"We trust the prime minister not to approve a freeze in Jerusalem, not in words and not in deeds."
No new Israeli housing projects in East Jerusalem have been approved since March, raising speculation that Netanyahu had imposed a de facto moratorium; that would allow the talks to proceed, while simultaneously avoiding a showdown with his far-right coalition partners.
Ramat Shlomo development
The Israeli government gave preliminary approval in Marchfor 1,600 new homes in the Ramat Shlomo neighbourhood.
But Netanyahu's announcement is unlikely to affect those homes: Construction in Jerusalem is a lengthy process, and the Ramat Shlomo project still has to receive several additional approvals before construction can begin, despite the preliminary approval.
"The final approval process will in all likelihood take more than a year and the beginning of actual construction would likely take several years," Netanyahu's office said in March.
Actual construction, in other words, was never expected to start until after Netanyahu's two-year freeze ends.
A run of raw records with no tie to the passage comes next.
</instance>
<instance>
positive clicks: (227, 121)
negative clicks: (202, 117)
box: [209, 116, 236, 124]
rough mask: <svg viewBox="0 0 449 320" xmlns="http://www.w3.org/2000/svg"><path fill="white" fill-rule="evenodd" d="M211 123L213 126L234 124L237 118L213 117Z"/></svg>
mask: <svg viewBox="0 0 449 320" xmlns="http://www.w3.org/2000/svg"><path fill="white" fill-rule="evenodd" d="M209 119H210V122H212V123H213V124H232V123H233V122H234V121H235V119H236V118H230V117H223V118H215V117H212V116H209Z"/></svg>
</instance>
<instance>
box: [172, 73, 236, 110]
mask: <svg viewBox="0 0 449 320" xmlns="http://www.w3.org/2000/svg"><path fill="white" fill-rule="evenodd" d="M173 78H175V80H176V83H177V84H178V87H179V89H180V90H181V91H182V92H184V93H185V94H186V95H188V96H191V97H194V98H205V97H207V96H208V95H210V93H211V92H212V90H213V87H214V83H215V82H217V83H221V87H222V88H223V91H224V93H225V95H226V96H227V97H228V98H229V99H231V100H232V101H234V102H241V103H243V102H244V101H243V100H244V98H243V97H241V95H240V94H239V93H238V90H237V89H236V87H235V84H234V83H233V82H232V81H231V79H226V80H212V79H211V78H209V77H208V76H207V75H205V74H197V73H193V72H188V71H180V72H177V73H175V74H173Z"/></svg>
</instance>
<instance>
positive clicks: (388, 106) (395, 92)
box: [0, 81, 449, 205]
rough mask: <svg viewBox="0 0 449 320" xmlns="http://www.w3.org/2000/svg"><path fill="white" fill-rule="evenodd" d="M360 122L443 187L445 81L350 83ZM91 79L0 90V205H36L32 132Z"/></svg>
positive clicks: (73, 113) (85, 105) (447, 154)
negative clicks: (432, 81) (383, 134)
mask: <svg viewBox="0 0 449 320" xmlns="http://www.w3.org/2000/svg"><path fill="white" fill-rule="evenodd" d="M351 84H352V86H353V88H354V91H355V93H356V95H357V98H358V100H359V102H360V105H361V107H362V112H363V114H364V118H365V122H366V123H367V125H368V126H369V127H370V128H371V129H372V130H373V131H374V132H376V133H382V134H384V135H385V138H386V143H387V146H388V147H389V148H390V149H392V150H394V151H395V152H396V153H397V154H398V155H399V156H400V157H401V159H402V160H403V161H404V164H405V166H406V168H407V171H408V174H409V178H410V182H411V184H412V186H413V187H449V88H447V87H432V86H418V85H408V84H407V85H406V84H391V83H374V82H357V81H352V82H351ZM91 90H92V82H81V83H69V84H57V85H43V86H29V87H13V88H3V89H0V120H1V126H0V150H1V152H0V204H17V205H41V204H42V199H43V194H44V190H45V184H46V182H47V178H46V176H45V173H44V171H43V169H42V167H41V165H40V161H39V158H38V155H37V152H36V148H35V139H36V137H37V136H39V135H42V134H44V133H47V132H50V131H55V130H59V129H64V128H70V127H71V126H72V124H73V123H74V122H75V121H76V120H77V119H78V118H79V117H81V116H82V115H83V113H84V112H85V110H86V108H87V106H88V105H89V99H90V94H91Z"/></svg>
Nonetheless, Netanyahu's announcement still prompted outrage from Israeli conservatives.
Uzi Landau, the infrastructure minister and a member of the right-wing Yisrael Beiteinu party, called Netanyahu's announcementa "serious error," according to Israel's Yedioth Ahronoth newspaper.
Politicians from other nationalist parties, including Habayit Hayehudi and National Union, also released statements condemning Netanyahu's decision.
Conservative parties have threatened to withdraw from Netanyahu's governing coalition if he approves a settlement freeze in East Jerusalem.
Netanyahu has previously said that a limited halt to construction in the occupied West Bank would be observed for 10 months; he refused to extend that suspension to East Jerusalem.
A spokesman for the Jerusalem municipality did not respond to Al Jazeera's request for comment on how many construction projects will actually be affected by Netanyahu's Ramat Shlomo announcement.
The Israeli and Palestinian leaders both agreed to concessions to launch US-brokered indirect talks, which formally began on Sunday.
Talks had been suspended for 17 months, and the Palestinians had previously refused to take part unless Israel suspended all settlement activity in the West Bank and East Jerusalem.
Mahmoud Abbas, the Palestinian president, pledged to "work against incitement of any sort" in order to get the negotiations back on, according to a statementreleased by the US state department.
The indirect talks are expected to last for four months. They are the first negotiations between the two sides since Israel's three-week assault on the Gaza Strip began in December 2008.
Palestinian leaders want the talks to focus on the final borders of their future state; Netanyahu has said he is willing to discuss interim borders.